Le prix de l’énergie est un sujet dont la projection dans le temps est complexe. Il dépend de trois facteurs dont les incertitudes sont multiples :

L’équilibre entre la production et la demande :
il est certain que la demande en énergie est et restera croissante dans le monde pendant encore de nombreuses années. Il est, du fait des mécanismes de marché, évident que l’impact sur les prix sera donc à la hausse. Sur certaines énergies, chaque année le volume des découvertes est inférieur au volume de production, on parle alors de Peak Oil, ce pic témoigne d’une situation d’épuisement de la ressource et augure d’une augmentation continuelle du prix de la ressource jusqu’à son épuisement.

La structure du marché :
l’énergie a souvent été un secteur « national » dont les règles de facturation obéissaient à une politique publique de l’énergie.
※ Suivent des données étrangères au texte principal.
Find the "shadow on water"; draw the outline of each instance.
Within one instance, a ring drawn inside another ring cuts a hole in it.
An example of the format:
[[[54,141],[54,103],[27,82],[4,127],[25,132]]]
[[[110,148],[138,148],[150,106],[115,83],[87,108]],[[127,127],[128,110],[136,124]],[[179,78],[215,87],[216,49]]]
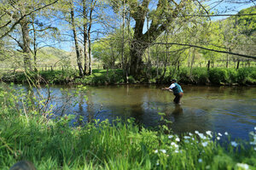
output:
[[[85,94],[67,99],[67,93],[75,91],[75,87],[52,86],[51,97],[56,99],[49,105],[55,105],[57,116],[61,114],[58,109],[64,105],[65,114],[78,116],[76,121],[79,125],[91,119],[111,122],[116,117],[133,117],[139,124],[154,127],[160,124],[158,113],[163,112],[165,118],[172,122],[171,128],[176,133],[211,130],[228,132],[234,138],[245,139],[248,139],[248,133],[256,126],[255,88],[183,86],[181,105],[174,105],[172,93],[160,90],[161,88],[88,86]],[[47,90],[42,88],[43,95],[47,96]],[[79,119],[80,116],[83,120]]]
Cela s’appelle un marché « régulé ». Dans le monde, on observe l’émergence d’acteurs nouveaux de l’énergie et une augmentation des marchés dit « dérégulés ». Ce phénomène s’accompagne souvent d’une lisibilité difficile des prix et d’évolutions à très court terme (à l’échelle de l’heure) et long terme (augmentation annuelle). En France, cette tendance est concrétisée par la loi NOME qui change le cadre du marché de l’électricité et rend complexe la projection tarifaire.

 

prix

 

Le mode de contractualisation en matière d’énergie permet, selon la nature des clients, la gamme de puissance souscrite et le type de contrat (régulé ou dérégulé), de faire varier les prix (et non les coûts) de l’énergie et exigent ainsi une véritable ingénierie des contrats. En effet, certaines énergies sont accessibles à des prix de kWh faibles, mais avec des abonnements (appelés primes fixes) élevées, pour d’autres c’est le contraire. D’ores et déjà, accompagner la conception d’une stratégie d’effacement (de lissage des consommations sur une durée plus ou moins longue), permet d’engager des économies d’énergie, non sur la consommation mais sur l’achat optimisé de cette énergie.